Mesut Nöbetçigil

“Yere yatsana, topu taca atsana”

service
Paylaş

Bu Yazıyı Paylaş

veya linki kopyala

Aynı eylemleri yaparak farklı bir sonuç beklemeye “stupy” aptallık diyoruz. Biz bunu sık sık yapıyoruz. Hepimizin düştüğü bir durum bu. Türk futbolunun hikayesi aslında “stupy” aptallık hikayesi. Bunu açık açık söyleyelim. Bu sonuç bile bile lades gibi. Bu yöntemlerle kalıcı bir başarı edilemeyeceği, bir futbol ülkesine dönüşemeyeceği, dünyada saygı duyulası bir hikaye yazılamayacağı, çok net. Fakat biz birbirimizle uğraşmayı yeğliyoruz. Niye? Çünkü bizim yöneticiler bütün varoluşlarını, kurumla olan ilişkilerini, kendi görev sınırları üzerinden konuşuyorlar. Benden sonrası tufan. Herkes yaşadığı çağın yıldızı olmak istiyor. Aslında kale arkasında top toplayan çocuk da yıldız olmak istiyor, kameralarda kendini göstermek istiyor. O çocuğunki masum bir yıldız olma isteğidir. Bunu anlarsın. Fakat kulüpleri idare eden adamların, yöneticilerin milyar dolarlık borç altında  (ödenebilir borçlar olmaktan çoktan çıkmış ) popülerlik hevesleri nedir? TFF’de olanlar sadece  izliyor. Sonuçta TFF’ de bu oyunun bir parçası. Biz neyseki TFF’miz de hakemimiz de yöneticimiz de o kalecimiz de o antrenörümüz de o… Hepimiz kabul edilmiş bir vasata kendimizi mahkum etmişiz.  İçeriden bakınca bu vasatı, muhteşem   gibi algılıyoruz fakat dışarıdan bakınca hiçbir saygınlığı yok. Saygınlık kazanacağına dair de herhangi işaret vermiyor futbolumuz.

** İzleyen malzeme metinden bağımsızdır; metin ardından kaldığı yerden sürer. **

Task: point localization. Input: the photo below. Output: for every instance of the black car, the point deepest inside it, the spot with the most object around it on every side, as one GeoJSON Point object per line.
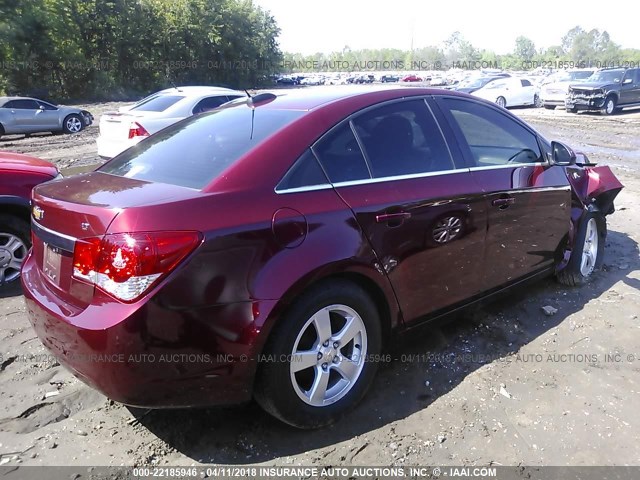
{"type": "Point", "coordinates": [608, 90]}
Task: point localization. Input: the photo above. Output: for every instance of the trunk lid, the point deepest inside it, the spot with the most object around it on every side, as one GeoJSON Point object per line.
{"type": "Point", "coordinates": [81, 207]}
{"type": "Point", "coordinates": [115, 125]}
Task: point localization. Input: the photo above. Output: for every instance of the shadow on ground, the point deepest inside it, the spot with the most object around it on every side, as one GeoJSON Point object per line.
{"type": "Point", "coordinates": [247, 435]}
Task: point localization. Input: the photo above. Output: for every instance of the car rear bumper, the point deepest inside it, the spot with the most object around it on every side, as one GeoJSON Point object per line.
{"type": "Point", "coordinates": [147, 354]}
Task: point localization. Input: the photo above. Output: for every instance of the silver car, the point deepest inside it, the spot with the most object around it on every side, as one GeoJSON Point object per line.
{"type": "Point", "coordinates": [30, 115]}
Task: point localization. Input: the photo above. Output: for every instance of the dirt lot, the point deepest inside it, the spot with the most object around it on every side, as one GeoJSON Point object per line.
{"type": "Point", "coordinates": [505, 386]}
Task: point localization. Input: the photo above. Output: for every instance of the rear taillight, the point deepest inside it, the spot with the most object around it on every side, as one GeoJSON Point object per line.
{"type": "Point", "coordinates": [137, 130]}
{"type": "Point", "coordinates": [126, 265]}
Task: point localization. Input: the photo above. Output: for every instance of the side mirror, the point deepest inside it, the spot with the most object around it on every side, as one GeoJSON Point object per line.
{"type": "Point", "coordinates": [562, 154]}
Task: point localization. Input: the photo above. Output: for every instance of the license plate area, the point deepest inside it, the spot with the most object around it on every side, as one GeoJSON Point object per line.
{"type": "Point", "coordinates": [51, 263]}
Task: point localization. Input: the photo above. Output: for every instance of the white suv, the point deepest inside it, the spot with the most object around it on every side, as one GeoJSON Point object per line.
{"type": "Point", "coordinates": [126, 127]}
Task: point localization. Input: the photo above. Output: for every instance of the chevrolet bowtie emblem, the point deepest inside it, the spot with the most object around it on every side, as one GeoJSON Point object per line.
{"type": "Point", "coordinates": [38, 213]}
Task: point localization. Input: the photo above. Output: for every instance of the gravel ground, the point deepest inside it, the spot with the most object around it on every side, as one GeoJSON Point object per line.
{"type": "Point", "coordinates": [508, 385]}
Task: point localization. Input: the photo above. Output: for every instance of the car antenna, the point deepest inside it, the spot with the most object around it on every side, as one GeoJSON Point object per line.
{"type": "Point", "coordinates": [171, 81]}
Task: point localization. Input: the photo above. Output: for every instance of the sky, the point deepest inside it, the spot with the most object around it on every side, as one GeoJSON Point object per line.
{"type": "Point", "coordinates": [309, 26]}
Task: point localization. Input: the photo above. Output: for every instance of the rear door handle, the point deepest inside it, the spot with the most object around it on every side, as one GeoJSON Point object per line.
{"type": "Point", "coordinates": [503, 202]}
{"type": "Point", "coordinates": [390, 217]}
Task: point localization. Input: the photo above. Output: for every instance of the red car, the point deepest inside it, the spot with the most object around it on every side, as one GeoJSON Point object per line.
{"type": "Point", "coordinates": [18, 175]}
{"type": "Point", "coordinates": [269, 248]}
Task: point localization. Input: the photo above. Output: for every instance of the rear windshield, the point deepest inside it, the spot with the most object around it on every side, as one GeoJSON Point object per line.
{"type": "Point", "coordinates": [157, 104]}
{"type": "Point", "coordinates": [194, 151]}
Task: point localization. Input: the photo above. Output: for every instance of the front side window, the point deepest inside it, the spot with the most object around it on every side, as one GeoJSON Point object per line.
{"type": "Point", "coordinates": [493, 138]}
{"type": "Point", "coordinates": [402, 138]}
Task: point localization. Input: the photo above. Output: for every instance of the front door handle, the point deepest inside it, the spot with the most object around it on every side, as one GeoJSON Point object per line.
{"type": "Point", "coordinates": [393, 217]}
{"type": "Point", "coordinates": [503, 202]}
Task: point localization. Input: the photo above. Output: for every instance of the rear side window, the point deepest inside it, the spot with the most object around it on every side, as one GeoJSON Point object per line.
{"type": "Point", "coordinates": [306, 172]}
{"type": "Point", "coordinates": [493, 138]}
{"type": "Point", "coordinates": [22, 104]}
{"type": "Point", "coordinates": [158, 104]}
{"type": "Point", "coordinates": [192, 152]}
{"type": "Point", "coordinates": [341, 156]}
{"type": "Point", "coordinates": [46, 106]}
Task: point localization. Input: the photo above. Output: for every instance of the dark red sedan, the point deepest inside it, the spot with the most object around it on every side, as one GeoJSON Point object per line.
{"type": "Point", "coordinates": [269, 248]}
{"type": "Point", "coordinates": [18, 175]}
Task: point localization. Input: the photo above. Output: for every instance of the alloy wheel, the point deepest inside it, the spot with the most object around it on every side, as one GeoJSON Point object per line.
{"type": "Point", "coordinates": [590, 248]}
{"type": "Point", "coordinates": [328, 355]}
{"type": "Point", "coordinates": [74, 125]}
{"type": "Point", "coordinates": [13, 252]}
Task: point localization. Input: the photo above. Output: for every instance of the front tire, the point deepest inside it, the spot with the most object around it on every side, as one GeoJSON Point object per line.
{"type": "Point", "coordinates": [14, 245]}
{"type": "Point", "coordinates": [588, 251]}
{"type": "Point", "coordinates": [72, 124]}
{"type": "Point", "coordinates": [316, 367]}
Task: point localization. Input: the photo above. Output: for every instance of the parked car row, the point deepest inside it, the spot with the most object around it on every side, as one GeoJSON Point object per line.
{"type": "Point", "coordinates": [127, 127]}
{"type": "Point", "coordinates": [277, 242]}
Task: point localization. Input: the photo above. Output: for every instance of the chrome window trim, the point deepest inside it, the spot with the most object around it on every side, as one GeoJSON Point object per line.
{"type": "Point", "coordinates": [367, 181]}
{"type": "Point", "coordinates": [308, 188]}
{"type": "Point", "coordinates": [411, 176]}
{"type": "Point", "coordinates": [533, 189]}
{"type": "Point", "coordinates": [509, 165]}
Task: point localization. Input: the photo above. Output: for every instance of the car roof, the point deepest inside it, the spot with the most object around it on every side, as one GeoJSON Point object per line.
{"type": "Point", "coordinates": [310, 98]}
{"type": "Point", "coordinates": [6, 99]}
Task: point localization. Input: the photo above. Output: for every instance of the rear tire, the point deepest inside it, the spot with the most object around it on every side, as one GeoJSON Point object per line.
{"type": "Point", "coordinates": [537, 102]}
{"type": "Point", "coordinates": [316, 367]}
{"type": "Point", "coordinates": [588, 251]}
{"type": "Point", "coordinates": [72, 124]}
{"type": "Point", "coordinates": [15, 241]}
{"type": "Point", "coordinates": [609, 106]}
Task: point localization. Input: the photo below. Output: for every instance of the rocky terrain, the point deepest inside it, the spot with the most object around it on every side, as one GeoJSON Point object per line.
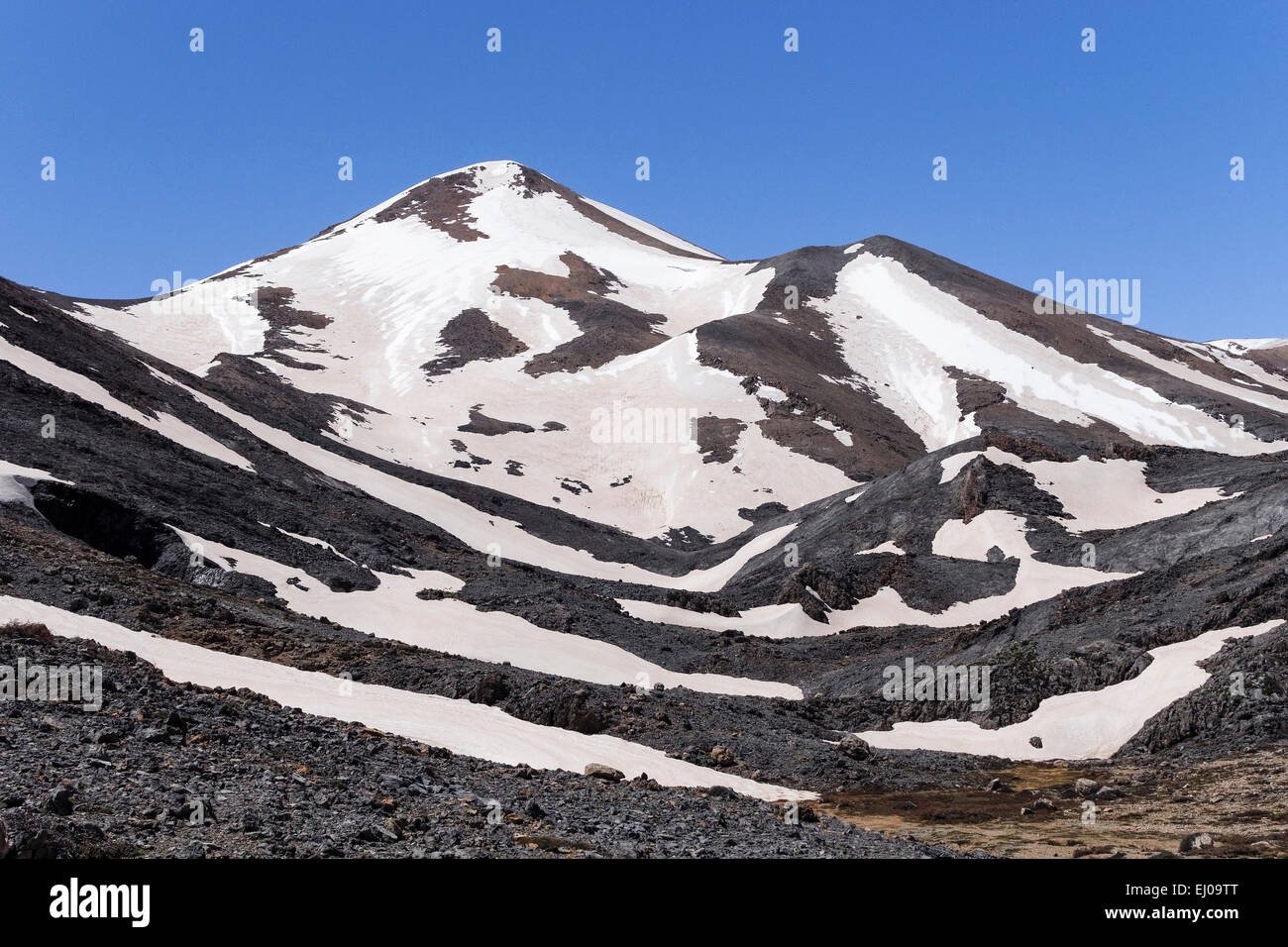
{"type": "Point", "coordinates": [492, 474]}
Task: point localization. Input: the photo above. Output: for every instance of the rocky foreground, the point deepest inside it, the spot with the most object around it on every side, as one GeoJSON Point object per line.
{"type": "Point", "coordinates": [178, 771]}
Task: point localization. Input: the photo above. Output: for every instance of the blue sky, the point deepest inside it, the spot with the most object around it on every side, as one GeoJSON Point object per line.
{"type": "Point", "coordinates": [1104, 165]}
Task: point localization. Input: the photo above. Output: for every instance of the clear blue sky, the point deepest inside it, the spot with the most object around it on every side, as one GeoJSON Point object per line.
{"type": "Point", "coordinates": [1107, 163]}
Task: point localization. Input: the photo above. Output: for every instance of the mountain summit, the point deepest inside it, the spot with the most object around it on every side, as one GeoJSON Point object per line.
{"type": "Point", "coordinates": [501, 470]}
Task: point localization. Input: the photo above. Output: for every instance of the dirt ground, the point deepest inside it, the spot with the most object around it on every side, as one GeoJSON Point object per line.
{"type": "Point", "coordinates": [1239, 801]}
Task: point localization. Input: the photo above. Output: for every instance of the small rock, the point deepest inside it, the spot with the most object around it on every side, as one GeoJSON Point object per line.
{"type": "Point", "coordinates": [722, 757]}
{"type": "Point", "coordinates": [601, 771]}
{"type": "Point", "coordinates": [59, 801]}
{"type": "Point", "coordinates": [855, 748]}
{"type": "Point", "coordinates": [1086, 788]}
{"type": "Point", "coordinates": [1196, 841]}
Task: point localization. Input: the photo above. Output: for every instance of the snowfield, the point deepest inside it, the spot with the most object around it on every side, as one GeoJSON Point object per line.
{"type": "Point", "coordinates": [459, 725]}
{"type": "Point", "coordinates": [1087, 724]}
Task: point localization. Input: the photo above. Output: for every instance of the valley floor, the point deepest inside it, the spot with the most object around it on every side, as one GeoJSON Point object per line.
{"type": "Point", "coordinates": [1239, 801]}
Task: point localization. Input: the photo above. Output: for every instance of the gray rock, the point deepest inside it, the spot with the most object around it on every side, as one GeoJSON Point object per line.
{"type": "Point", "coordinates": [1197, 841]}
{"type": "Point", "coordinates": [855, 748]}
{"type": "Point", "coordinates": [1086, 788]}
{"type": "Point", "coordinates": [601, 771]}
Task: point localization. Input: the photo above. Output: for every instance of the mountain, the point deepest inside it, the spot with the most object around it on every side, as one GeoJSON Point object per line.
{"type": "Point", "coordinates": [503, 471]}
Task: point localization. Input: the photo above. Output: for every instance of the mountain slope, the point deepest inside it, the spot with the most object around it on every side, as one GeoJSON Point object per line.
{"type": "Point", "coordinates": [492, 442]}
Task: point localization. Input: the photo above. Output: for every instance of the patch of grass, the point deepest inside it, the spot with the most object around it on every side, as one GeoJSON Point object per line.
{"type": "Point", "coordinates": [29, 630]}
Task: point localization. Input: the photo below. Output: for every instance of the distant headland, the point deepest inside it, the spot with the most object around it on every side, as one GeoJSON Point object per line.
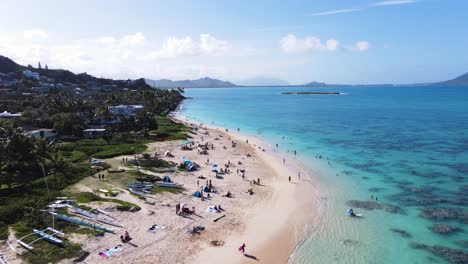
{"type": "Point", "coordinates": [316, 93]}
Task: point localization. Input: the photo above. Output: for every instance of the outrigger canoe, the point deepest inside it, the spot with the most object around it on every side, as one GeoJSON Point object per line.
{"type": "Point", "coordinates": [93, 216]}
{"type": "Point", "coordinates": [81, 223]}
{"type": "Point", "coordinates": [170, 185]}
{"type": "Point", "coordinates": [47, 237]}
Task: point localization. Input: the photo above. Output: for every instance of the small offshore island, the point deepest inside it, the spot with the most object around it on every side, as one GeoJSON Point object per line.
{"type": "Point", "coordinates": [304, 93]}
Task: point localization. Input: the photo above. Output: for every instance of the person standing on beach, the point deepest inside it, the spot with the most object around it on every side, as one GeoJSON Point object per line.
{"type": "Point", "coordinates": [242, 249]}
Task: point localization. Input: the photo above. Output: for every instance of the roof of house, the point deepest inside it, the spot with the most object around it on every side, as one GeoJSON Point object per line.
{"type": "Point", "coordinates": [94, 130]}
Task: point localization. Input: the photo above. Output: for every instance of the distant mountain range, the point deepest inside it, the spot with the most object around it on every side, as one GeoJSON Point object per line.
{"type": "Point", "coordinates": [214, 83]}
{"type": "Point", "coordinates": [263, 81]}
{"type": "Point", "coordinates": [7, 65]}
{"type": "Point", "coordinates": [461, 80]}
{"type": "Point", "coordinates": [199, 83]}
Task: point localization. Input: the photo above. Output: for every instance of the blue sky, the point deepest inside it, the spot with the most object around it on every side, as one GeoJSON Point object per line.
{"type": "Point", "coordinates": [361, 41]}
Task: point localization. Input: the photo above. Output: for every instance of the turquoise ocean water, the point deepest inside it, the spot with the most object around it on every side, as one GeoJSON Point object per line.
{"type": "Point", "coordinates": [408, 146]}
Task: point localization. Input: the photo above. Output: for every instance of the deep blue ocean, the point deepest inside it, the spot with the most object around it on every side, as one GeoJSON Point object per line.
{"type": "Point", "coordinates": [407, 146]}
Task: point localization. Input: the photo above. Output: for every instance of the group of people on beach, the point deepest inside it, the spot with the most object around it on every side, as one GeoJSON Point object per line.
{"type": "Point", "coordinates": [101, 176]}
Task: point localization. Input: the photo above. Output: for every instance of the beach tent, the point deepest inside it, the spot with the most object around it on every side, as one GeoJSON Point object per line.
{"type": "Point", "coordinates": [191, 167]}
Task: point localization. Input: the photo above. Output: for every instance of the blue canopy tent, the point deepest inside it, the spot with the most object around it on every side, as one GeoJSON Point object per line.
{"type": "Point", "coordinates": [191, 167]}
{"type": "Point", "coordinates": [167, 179]}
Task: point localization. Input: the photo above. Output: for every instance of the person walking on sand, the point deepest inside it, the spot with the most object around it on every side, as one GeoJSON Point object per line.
{"type": "Point", "coordinates": [242, 249]}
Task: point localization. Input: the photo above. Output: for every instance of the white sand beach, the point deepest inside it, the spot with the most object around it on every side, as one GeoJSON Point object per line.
{"type": "Point", "coordinates": [271, 221]}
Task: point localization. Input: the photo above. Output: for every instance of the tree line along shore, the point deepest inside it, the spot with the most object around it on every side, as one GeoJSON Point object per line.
{"type": "Point", "coordinates": [50, 137]}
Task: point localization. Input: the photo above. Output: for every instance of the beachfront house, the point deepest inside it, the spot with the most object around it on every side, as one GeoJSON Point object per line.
{"type": "Point", "coordinates": [45, 133]}
{"type": "Point", "coordinates": [94, 132]}
{"type": "Point", "coordinates": [8, 115]}
{"type": "Point", "coordinates": [125, 110]}
{"type": "Point", "coordinates": [31, 75]}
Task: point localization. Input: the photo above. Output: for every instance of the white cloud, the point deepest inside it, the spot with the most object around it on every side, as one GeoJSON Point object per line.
{"type": "Point", "coordinates": [106, 40]}
{"type": "Point", "coordinates": [394, 2]}
{"type": "Point", "coordinates": [360, 46]}
{"type": "Point", "coordinates": [176, 47]}
{"type": "Point", "coordinates": [35, 34]}
{"type": "Point", "coordinates": [291, 44]}
{"type": "Point", "coordinates": [133, 40]}
{"type": "Point", "coordinates": [338, 11]}
{"type": "Point", "coordinates": [211, 45]}
{"type": "Point", "coordinates": [332, 44]}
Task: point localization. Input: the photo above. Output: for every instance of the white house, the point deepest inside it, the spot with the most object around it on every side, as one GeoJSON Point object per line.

Yaa dün işte oyun oynanıyor. Bir takımın taraftarı, öbür takımın oyuncusuna -bilerek- “Oynamadın, şike yaptın, ona yattın…” Ya böyle bir futbol kültürü olur  mu? Bu futbol kültürü değil; vasatın hegemonyasıdır. Hepimiz bilerek ya da bilmeyerek bu kültüre hizmet ediyoruz. Kötünün ağacını sürüyoruz, onu büyütüyoruz. Buradan nasıl çıkılır peki? Herkes bir kez kendi evinin önüne bakacak, bir arınma ihtiyacı duyacak. Karşındaki insanın şike yapabileceğine inanıyorsan, ima ediyorsan demek ki sen de yapmaya müsaitsin. Önce kendine bakacaksın. Kişi kendinden bilir işi. Bu suçlamalardan kendimizi kurtarmamız gerekiyor. Önemli olan şu: Türkiye’de de futbol oynandığına dair bir işaret fişeğini, evrensel futbol arenasına gönderebilme inancımız ve irademiz var mı? Demek ki yok. Biz Türkiye liginde şampiyon olmayı başarıların en büyüğü olarak görüyoruz. Bu da bizim küçük dünyamız işte. Bu küçük dünyadan büyük hikayeler çıkmayacak.

“Yere yatsana, topu taca atsana”

Yorumlar kapalı.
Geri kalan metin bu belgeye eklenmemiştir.